The recent steep climb in world cumulative reserves indicates that turbidites are in an immature exploration stage globally and will thus play a significant role in the future of hydrocarbon exploration and production.

This study indicates that deepwater passive margins will probably provide significant additional turbidite reserves as well as additional giant discoveries. Furthermore, combination traps and Tertiary reservoirs will be the focus because they have the potential for large trap areas and/or net pay sections and good quality reservoirs capable of high sustained flow rates. These characteristics have been components of the recent successes in West Africa, where several large discoveries have been made in the last two years.

This analysis of turbidite discoveries indicates that stratigraphic trapping usually contributes a major portion of a basin's ultimate reserves, although this contribution does not necessarily occur early in a basin's exploration history. Therefore, if a turbidite play is judged solely on its structural prospect inventory, then the reserve potential will generally be underestimated. This is reinforced by the fact that few giant turbidite fields have purely structural traps, and most of those were discovered by 1971. Thus, basins with current turbidite production predominantly from structural traps may have a bright exploration and production future.

Since most major turbidite hydrocarbon provinces are within basins that produce from other reservoir types, these lessons could be applied to major producing basins that contain turbidites but lack significant turbidite production even when such basins are in a relatively mature stage of E&P.
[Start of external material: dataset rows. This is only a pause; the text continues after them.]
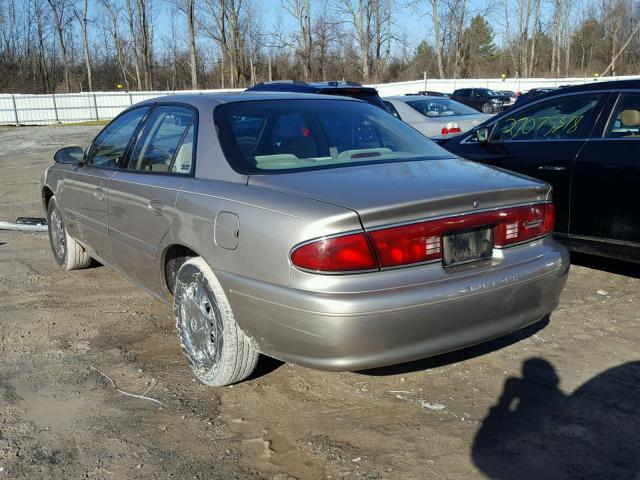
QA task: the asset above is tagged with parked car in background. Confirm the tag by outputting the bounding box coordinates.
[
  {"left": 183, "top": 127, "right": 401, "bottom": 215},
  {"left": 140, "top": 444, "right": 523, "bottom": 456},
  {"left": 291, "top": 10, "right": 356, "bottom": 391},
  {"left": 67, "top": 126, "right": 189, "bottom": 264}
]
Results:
[
  {"left": 443, "top": 80, "right": 640, "bottom": 262},
  {"left": 246, "top": 80, "right": 387, "bottom": 110},
  {"left": 515, "top": 88, "right": 557, "bottom": 105},
  {"left": 42, "top": 92, "right": 569, "bottom": 385},
  {"left": 450, "top": 88, "right": 511, "bottom": 113},
  {"left": 383, "top": 95, "right": 491, "bottom": 137},
  {"left": 499, "top": 90, "right": 518, "bottom": 107}
]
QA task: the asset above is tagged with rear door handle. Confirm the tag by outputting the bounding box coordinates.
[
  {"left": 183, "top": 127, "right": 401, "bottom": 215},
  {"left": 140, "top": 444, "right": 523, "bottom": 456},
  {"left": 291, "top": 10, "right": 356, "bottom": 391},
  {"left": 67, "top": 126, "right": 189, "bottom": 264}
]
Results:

Turbidites are known to produce oil and/or gas in more than 80 basins23 24 and also occur in other petroliferous basins where they are productive only in minor amounts.24 Significant future opportunity should therefore remain in those basins in which turbidites occur and robust regional charge systems are in place but in which reserves have been found primarily in fluvial and deltaic sandstones (examples in Table 1).

Acknowledgments

The author thanks Repsol Exploracion SA for permission to publish this study. He is grateful to all the authors who have published papers for their invaluable contribution to the understanding of turbidite exploration and production.